It's well known that a category $\mathcal{C}$ having (conical) limits/colimits of shape $\mathcal{D}$ is equivalent to the diagonal functor $\Delta^\mathcal{D}_\mathcal{C}:\mathcal{C}\to\mathcal{C}^\mathcal{D}$ having a left/right adjoint respectively.
Is there a similar characterization of weighted limits/colimits as left/right adjoints, maybe to a diagonal functor into $\mathcal{C}^{(\mathcal{V}^\mathcal{D})}$ for $\mathcal{V}$ a closed symmetric monoidal category or some such?
Going through Awodey's introductory category theory text there was no mention of weighted (co)limits, but I need to step up to $2$-category theory for Borceux/Janelidze's (non-Galoisian) categorical Galois theory and weighted (co)limits give the correct fully weak notion of $2$-categorical (co)limits.
I've seen it mentioned elsewhere that weighted (co)limits are equivalent to conical (co)limits and cotensoring over the walking arrow category, but cotensoring isn't mentioned in Awodey either so this characterization is somewhat opaque to me. The adjoint characterization of (co)limits is very clear, so hopefully an adjoint characterization of weighted (co)limits can demystify their workings as well.
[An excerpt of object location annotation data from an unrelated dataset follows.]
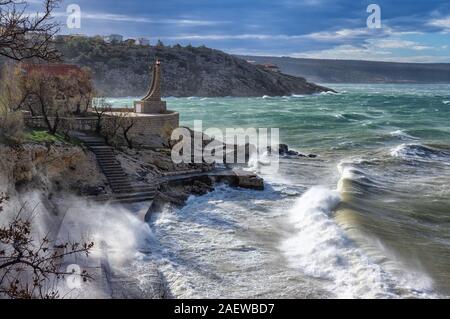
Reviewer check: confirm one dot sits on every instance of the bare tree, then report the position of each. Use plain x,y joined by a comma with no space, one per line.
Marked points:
30,269
11,121
28,36
126,123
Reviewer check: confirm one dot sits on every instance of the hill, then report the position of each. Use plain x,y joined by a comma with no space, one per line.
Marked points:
353,71
123,70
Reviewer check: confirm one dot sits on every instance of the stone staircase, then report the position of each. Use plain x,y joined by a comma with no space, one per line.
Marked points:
123,191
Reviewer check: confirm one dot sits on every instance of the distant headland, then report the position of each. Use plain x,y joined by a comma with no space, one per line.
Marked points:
120,69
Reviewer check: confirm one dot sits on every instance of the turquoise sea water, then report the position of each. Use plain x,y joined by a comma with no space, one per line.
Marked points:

If they aren't special cases of ($1$-)adjoints that would be interesting too, since the moral of $1$-category theory (as I understand it) is that 'every ubiquitous concept in regular mathematics is an adjunction or an adjoint functor'. It is noted in the answer here that weighted limits are a fundamentally $2$-categorical notion and considering them on a $1$-categorical level necessarily misses some of the subtleties involved, so perhaps they are a particular case of a $2$-adjunction?